Ekim Devrimi’yle birlikte kurulan Sovyetler Birliği’nde işsizlik, açlık, yoksulluk ve adaletsizlik yok edilirken insan aklının ve benliğinin özgürleşmesi en önemli kazanımlardan biri haline gelmiştir.

Merkezi planlamayla üretim ve sanayileşmede büyük hamleler gerçekleştirilmiştir. Planlama sadece sanayileşme ve üretimle sınırlı değildir. Eşit parasız bilimsel eğitim, toplumun entelektüel gelişimi, kültür ve sanatın bir ayrıcalık olmaktan çıkması, bilimin insanlık için en önemli başlık haline gelmesi, bilimsel ilerlemeler, eşit parasız sağlık hizmeti, kadınların toplumun eşit bileşenleri olarak özgürleşmesi, çalışma saatlerinin kısaltılması, insanın insan gibi yaşamasının koşullarının sağlanması…

Artık hiçbir şey eskisi gibi değildir. Halklar hapishanesi sömürücülerin başına yıkılırken Sovyet halklarıyla beraber dünya emekçileri için de karanlıktan çıkışın kapısı açılmıştır.

Sömürüye, eşitsizliğe ve adaletsizliğe karşı kurtuluşun emekçi sınıfların hakkı olduğu bunun için mücadelenin ve yeni bir düzenin kuruluşunun hem mümkün hem de bir hak olduğu bütün dünya halklarına Büyük Ekim Devrimi ile birlikte gösterilmiştir.
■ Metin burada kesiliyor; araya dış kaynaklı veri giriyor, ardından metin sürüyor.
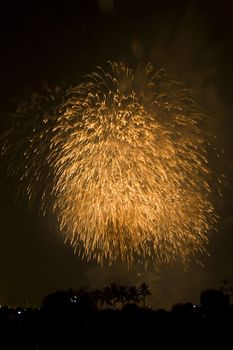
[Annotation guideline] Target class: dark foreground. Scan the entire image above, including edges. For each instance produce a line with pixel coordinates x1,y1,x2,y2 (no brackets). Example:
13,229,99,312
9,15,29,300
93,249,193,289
0,292,233,350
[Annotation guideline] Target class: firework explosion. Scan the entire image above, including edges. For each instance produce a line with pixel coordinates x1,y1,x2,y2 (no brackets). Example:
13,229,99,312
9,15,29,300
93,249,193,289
2,63,218,266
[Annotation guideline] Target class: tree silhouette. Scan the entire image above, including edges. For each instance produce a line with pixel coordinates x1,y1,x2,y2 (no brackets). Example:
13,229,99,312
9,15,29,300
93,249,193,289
102,286,112,308
110,283,119,310
126,286,140,303
118,286,128,308
138,282,151,308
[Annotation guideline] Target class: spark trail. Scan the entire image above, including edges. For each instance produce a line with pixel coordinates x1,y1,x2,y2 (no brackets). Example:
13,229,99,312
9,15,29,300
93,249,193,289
2,63,219,266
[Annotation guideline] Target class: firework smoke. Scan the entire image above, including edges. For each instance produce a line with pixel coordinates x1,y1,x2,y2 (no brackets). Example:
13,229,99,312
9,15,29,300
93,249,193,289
2,63,219,266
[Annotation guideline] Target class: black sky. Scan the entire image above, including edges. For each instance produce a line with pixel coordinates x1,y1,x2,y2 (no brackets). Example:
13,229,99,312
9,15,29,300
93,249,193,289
0,0,233,307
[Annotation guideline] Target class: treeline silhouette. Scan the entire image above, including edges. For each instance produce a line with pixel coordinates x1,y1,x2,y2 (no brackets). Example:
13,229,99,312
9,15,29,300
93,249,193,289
0,283,233,350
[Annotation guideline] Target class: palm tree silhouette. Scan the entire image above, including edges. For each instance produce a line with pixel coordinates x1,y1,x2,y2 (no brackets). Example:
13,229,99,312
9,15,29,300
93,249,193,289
127,286,140,303
138,282,152,308
117,286,128,308
110,283,119,310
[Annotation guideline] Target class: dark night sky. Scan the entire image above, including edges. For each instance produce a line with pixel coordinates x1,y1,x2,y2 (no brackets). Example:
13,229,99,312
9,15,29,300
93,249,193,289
0,0,233,307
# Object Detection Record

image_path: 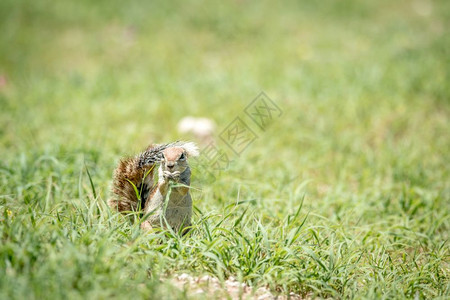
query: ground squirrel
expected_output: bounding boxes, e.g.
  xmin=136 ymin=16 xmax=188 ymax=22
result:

Bugün emperyalizmin bütün göz ardı etme çabalarına ve karalamalarına rağmen tarihsel gerçek açıktır: Sovyetler Birliği İkinci Dünya Savaşı’nda yirmi milyondan fazla insanını kaybederek faşizmi yenmiş ve bu zaferi de insanlığa armağan etmiştir.

Bütün dünyada, özellikle emperyalizmin işgal ve tahakkümündeki ülkelerde kurtuluş mücadelelerinin ateşi yanmaya, anti emperyalizm başat bir mücadele başlığı haline gelirken Sovyetler Birliği’nin siyasi ve toplumsal pratikleri dünya emekçilerine ilham olmuştur. Kapitalizm tavizler verirken, emekçi sınıflar önemli kazanımlar elde etmişlerdir.
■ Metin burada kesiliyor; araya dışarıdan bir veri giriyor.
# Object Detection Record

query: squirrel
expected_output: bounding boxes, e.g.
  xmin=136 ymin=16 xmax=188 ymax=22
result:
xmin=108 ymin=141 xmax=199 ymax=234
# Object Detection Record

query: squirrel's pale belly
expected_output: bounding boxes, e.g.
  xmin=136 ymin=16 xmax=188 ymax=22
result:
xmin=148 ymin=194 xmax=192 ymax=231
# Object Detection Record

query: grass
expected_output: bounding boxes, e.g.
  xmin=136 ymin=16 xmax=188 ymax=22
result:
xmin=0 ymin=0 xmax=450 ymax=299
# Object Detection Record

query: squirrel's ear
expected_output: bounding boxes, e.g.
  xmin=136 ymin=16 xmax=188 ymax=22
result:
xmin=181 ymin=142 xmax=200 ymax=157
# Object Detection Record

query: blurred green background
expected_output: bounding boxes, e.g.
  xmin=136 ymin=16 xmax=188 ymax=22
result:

Bu büyük devrimin en önemli kazanımlarından biri de örgütlü gücün karanlığı ve sömürü düzenini alaşağı ederek aydınlık ve eşit bir toplumu kurabileceğini göstermiş olmasıdır. Bu kuruluşun temelinde de örgütlü bir toplumun inşası vardır. Emekçiler iktidardadır ve siyaset bir avuç zorbanın ve patronun elinden alınarak bütün topluma aittir artık.

Bu yeni düzen, karanlığın ve sömürünün tahakkümünde dayatılan cehaletin, bencilliğin ve bugün pek moda oda olan bireysel kurtuluş hülyalarının, çürümüşlüğün, biat etmenin yerine, insanın insan olmasını sağlayan aydınlıkla birlikte aklı özgürleşen, gelişkin, örgütlü yepyeni bir insanın varlığını hedefler. Toplum, ilişkiler buna göre kurulur. Aydınlığın insanı eğitimle, bilimle, kültür ve sanatla yepyeni referanslarla karanlığın insanına karşı mücadele edecektir.

Aydınlığın karanlıkla mücadelesinin bir aşaması kapanmıştır belki ancak emperyalizmin saldırganlığıyla savaşlar, işgaller ve katliamlar milyonlarca insanın yaşamına mal olmaktadır. Buradan çıkışın yolu insanlığın en ileri birikimi olan 1917 Büyük Ekim Devrimi’nde yatmaktadır: Emperyalizme karşı mücadele olmaksızın kurutuluş yoktur!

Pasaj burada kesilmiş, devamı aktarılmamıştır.